Flossenbürg concentration camp

May 3, 1938
SS authorities establish the Flossenbürg concentration camp in the mountains of upper Bavaria near the prewar border with Czechoslovakia. Initially, the SS and Police incarcerate only men in Flossenbürg, primarily so-called "asocial" or "criminal" prisoners. The SS deploys the prisoners as forced laborers in construction of the camp and in the nearby stone quarries of the SS-owned and -operated German Earth and Stone Works company.

September 27, 1939
The SS transfers 1,000 political prisoners from Dachau to Flossenbürg. Having been given authorization to form military units in the SS (later called the Waffen-SS), SS leaders temporarily close down the Dachau concentration camp to make space for a military training facility, transferring the prisoners temporarily to other concentration camps (Buchenwald, Mauthausen, and Flossenbürg).

July 2, 1941
SS guards shoot 40 Polish prisoners at the SS firing range outside Flossenbürg concentration camp. Some 1,500 Polish political prisoners, many of them members of the Polish underground resistance, arrive in Flossenbürg in 1941-1942. Between February and September 1941 the SS kill about one-third of these Polish political prisoners.

June–December 1941
Camp authorities establish a special compound in Flossenbürg to hold approximately 2,000 Soviet prisoners of war. By the end of 1941, SS personnel has shot more than 1,000 Soviet prisoners of war in Flossenbürg. The SS continues to kill Soviet prisoners of war sporadically through 1944.

February 8, 1943
Flossenbürg camp officials reported that there are more than 4,000 prisoners in the main camp. Of these, more than half are political prisoners (mainly Soviet, Czech, Polish, Dutch, and German); almost 800 are Germans identified as repeat criminal offenders; more than 100 are homosexuals; and seven are Jehovah's Witnesses. In 1943, prisoner forced labor becomes increasingly important in German arms production. As a result, the Flossenbürg camp system expands to include approximately 100 subcamps concentrated mainly around armaments industries in southern Germany and western Czechoslovakia.

May 1, 1944
Soviet prisoners of war in Muelsen St. Micheln, a subcamp of Flossenbürg, rise against their guards in the attempt to escape. They torch their barracks and kill some of the prisoner work supervisors (Kapos). The SS crushes the revolt, preventing the escape of the prisoners. Almost 200 prisoners die as a result of burns and wounds sustained in the uprising. After Gestapo officials investigate, the SS transfers about 40 prisoners whom they identify as leaders of the revolt to Flossenbürg, where SS personnel later murder them in the camp jail.

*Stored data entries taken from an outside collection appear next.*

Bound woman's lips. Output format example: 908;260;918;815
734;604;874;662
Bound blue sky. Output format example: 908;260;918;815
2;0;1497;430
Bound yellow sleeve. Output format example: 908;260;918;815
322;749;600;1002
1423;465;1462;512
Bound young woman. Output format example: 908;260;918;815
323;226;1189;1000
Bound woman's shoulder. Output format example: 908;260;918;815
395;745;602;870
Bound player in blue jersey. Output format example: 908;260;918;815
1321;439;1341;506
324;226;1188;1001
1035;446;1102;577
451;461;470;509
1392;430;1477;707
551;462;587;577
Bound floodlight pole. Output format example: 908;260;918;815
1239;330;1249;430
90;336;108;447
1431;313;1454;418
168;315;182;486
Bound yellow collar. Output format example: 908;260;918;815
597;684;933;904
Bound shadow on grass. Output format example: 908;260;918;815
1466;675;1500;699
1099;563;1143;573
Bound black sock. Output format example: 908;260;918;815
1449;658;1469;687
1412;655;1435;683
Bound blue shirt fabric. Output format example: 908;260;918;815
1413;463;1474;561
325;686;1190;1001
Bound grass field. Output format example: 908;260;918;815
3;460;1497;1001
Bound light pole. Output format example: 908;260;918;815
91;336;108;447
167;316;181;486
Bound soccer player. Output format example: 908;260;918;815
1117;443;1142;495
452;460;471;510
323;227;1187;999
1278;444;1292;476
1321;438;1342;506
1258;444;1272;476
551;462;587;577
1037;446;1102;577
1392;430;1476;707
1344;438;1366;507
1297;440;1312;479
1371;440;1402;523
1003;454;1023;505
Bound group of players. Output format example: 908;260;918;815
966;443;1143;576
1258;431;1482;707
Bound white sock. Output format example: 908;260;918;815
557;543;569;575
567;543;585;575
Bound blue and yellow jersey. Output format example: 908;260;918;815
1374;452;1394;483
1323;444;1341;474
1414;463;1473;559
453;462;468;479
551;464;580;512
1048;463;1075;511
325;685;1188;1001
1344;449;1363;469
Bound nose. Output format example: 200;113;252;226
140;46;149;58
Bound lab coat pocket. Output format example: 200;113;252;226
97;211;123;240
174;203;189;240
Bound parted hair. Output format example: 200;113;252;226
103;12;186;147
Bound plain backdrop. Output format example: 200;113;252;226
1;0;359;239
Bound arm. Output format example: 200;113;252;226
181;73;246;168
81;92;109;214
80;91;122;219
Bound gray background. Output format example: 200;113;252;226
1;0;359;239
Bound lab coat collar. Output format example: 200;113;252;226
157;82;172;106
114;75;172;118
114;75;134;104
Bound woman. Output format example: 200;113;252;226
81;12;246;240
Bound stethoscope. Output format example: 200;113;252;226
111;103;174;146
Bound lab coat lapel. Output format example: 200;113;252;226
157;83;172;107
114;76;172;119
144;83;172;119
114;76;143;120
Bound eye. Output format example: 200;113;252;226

View of the Flossenbürg camp

January 15, 1945
SS authorities report nearly 40,000 prisoners incarcerated in the Flossenbürg camp system, including almost 11,000 women.

April 9, 1945
In Flossenbürg, SS personnel hang Admiral Wilhelm Canaris, General Hans Oster, Pastor Dietrich Bonhoeffer, and other persons associated with German resistance groups or implicated in the July 1944 attempt to assassinate Hitler. Canaris was the chief of military intelligence, Oster was Canaris's deputy, and Bonhoeffer was a Protestant theologian critical of the Nazis whom Oster recruited for the Abwehr after the invasion of Poland in 1939. The Gestapo had arrested Bonhoeffer and Oster in April 1943, and incarcerated Canaris in the aftermath of the failed attempt to kill Hitler in July 1944.

April 15–20, 1945
As US forces approach, the SS organizes the forced evacuation of prisoners, except those unable to walk, from Flossenbürg. The SS moves most of the remaining 9,300 prisoners in the main camp, among them approximately 1,700 Jews, in the direction of Dachau both on foot and by train. 7,000 more prisoners who had just arrived from Buchenwald join the evacuation. Perhaps 7,000 prisoners of a total of more than 16,000 who began the evacuation die en route,

April 23, 1945
US forces liberate Flossenbürg, finding about 1,600 ill and weak prisoners mostly in the infirmary barracks. Between 1938 and 1945, nearly 97,000 prisoners passed through Flossenbürg. About 30,000 died in Flossenbürg, in its subcamps, and during the evacuations.